For the millions of people who equate the Web with .com, . CO Internet is out to change that mindset.

The Miami company that manages and markets the .co domain is already making impressive gains — more than 1.4 million in 200 countries have hung their businesses, blogs, personal projects or dreams on a .co virtual shingle. Still, that’s just a tiny fraction of industry titan VeriSign’s 105 million .com registrants.

“We want to change the fabric of the Internet,” Juan Diego Calle, founder and CEO of .CO Internet, said during an interview in .CO’s Brickell office. “We can only make that happen not by changing what happened in the last 25 years of the Web, which is owned by .com. We want to change the next 25.”





About 2½ years after the launch of .CO Internet, .co — the country code of Colombia — continues to be one of the fastest-growing Internet domains in the world and grew by 24 percent in 2012. .CO Internet is profitable and is projecting to bring in more than $25 million in revenues this year, the company said. The early success of .CO Internet, with operations in Miami and Colombia, is powered by passion and perseverance.
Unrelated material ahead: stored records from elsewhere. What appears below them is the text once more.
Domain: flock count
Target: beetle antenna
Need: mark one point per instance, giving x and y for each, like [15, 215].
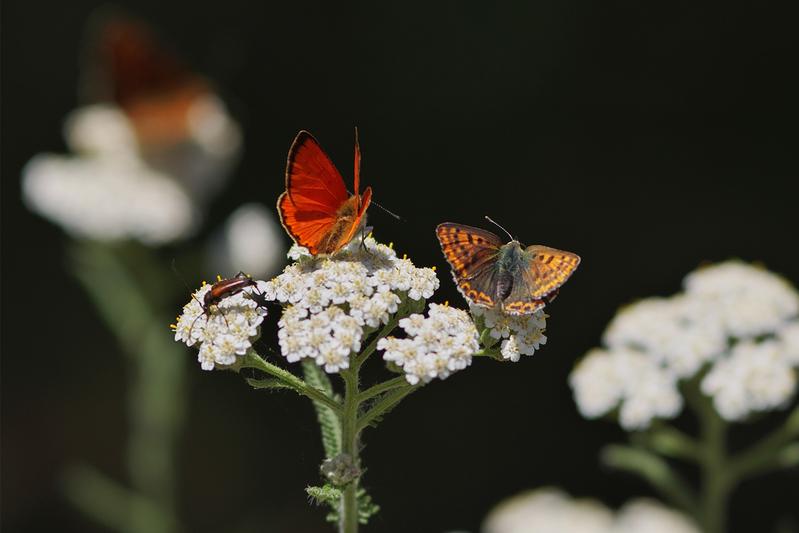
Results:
[500, 227]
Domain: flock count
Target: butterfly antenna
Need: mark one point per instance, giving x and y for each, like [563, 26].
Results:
[500, 227]
[387, 211]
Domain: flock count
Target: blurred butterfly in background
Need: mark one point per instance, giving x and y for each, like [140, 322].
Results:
[126, 64]
[317, 210]
[515, 279]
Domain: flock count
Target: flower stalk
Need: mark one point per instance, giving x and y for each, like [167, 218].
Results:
[337, 312]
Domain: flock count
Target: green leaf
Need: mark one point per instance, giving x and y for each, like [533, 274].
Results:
[326, 494]
[267, 383]
[366, 507]
[329, 423]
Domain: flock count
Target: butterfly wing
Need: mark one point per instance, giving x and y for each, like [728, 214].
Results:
[314, 194]
[128, 65]
[472, 253]
[538, 281]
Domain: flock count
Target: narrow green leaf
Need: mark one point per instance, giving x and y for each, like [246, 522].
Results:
[329, 423]
[267, 383]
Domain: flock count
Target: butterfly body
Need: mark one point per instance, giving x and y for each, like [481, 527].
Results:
[317, 210]
[508, 276]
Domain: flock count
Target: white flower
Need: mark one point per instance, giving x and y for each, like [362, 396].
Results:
[649, 516]
[789, 337]
[748, 300]
[224, 331]
[334, 302]
[550, 510]
[107, 198]
[679, 332]
[754, 377]
[521, 334]
[629, 379]
[436, 346]
[118, 184]
[251, 242]
[735, 319]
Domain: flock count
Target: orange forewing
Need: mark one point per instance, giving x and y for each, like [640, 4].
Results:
[129, 66]
[316, 209]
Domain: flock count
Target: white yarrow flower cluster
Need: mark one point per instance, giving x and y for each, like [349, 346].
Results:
[435, 346]
[754, 377]
[333, 303]
[116, 185]
[738, 320]
[226, 331]
[108, 193]
[519, 334]
[631, 379]
[550, 510]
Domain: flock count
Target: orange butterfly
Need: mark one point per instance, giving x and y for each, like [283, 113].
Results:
[128, 65]
[317, 210]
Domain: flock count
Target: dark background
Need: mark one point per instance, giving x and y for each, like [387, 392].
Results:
[647, 137]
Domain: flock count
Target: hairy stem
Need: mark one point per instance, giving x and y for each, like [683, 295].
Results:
[380, 388]
[385, 404]
[713, 461]
[654, 470]
[112, 276]
[350, 446]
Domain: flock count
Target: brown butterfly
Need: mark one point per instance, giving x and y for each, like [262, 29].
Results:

Calle moved to Miami from Colombia at age 15 with his family. He started several businesses, including one he sold in 2005 providing seed capital for what would come next. “I can’t say I ever sat still.” When he learned Colombia would be commercializing the country's .co domain extension in late 2006, he said it hit him like a lightning bolt.

With the right strategy and by “marketing the hell out of it,” the entrepreneur believed .co could solve a huge problem in the market — vanishing Internet domain names. If you’ve tried to nab a new .com address lately, you can relate — it’s difficult to find one that hasn’t been snatched up.

Calle thought that by appealing to the hearts and minds of the entrepreneur, .co could go where .info, .biz, .net or .me had never gone before. But first he needed the right team.

One of this first stops: The Big Apple, to visit Nicolai Bezsonoff, who had been an advisor and shareholder in Calle’s TeRespondo.com, a sort of Ask Jeeves for the Latin American market that was sold to Yahoo in 2005. At the time, Bezsonoff was the director of technology and operations at Citigroup.

“We went out for coffee, he started pitching me on a napkin. I said ‘really dude you want me to leave a big job at Citigroup for this?’ ” said Bezsonoff. “But he kept showing me the numbers … Later, that napkin was on my desk and it was one of those boring days and I kept looking at it and thought maybe I should.” He would become .CO’s chief operating officer.

Lori Anne Wardi, a lawyer and serial entrepreneur who was working at a venture capital firm at the time, became vice president in charge of brand strategy, business development and global communications. “She’s the heart and soul of the company,” said Calle. Eduardo Santoyo, based in Bogota, would become corporate vice president over policy and be the liaison with the Colombian government. “Some would say it was overkill talent but I needed the best. ... When you have a big dream, you have to think big and hire the right people,” Calle said.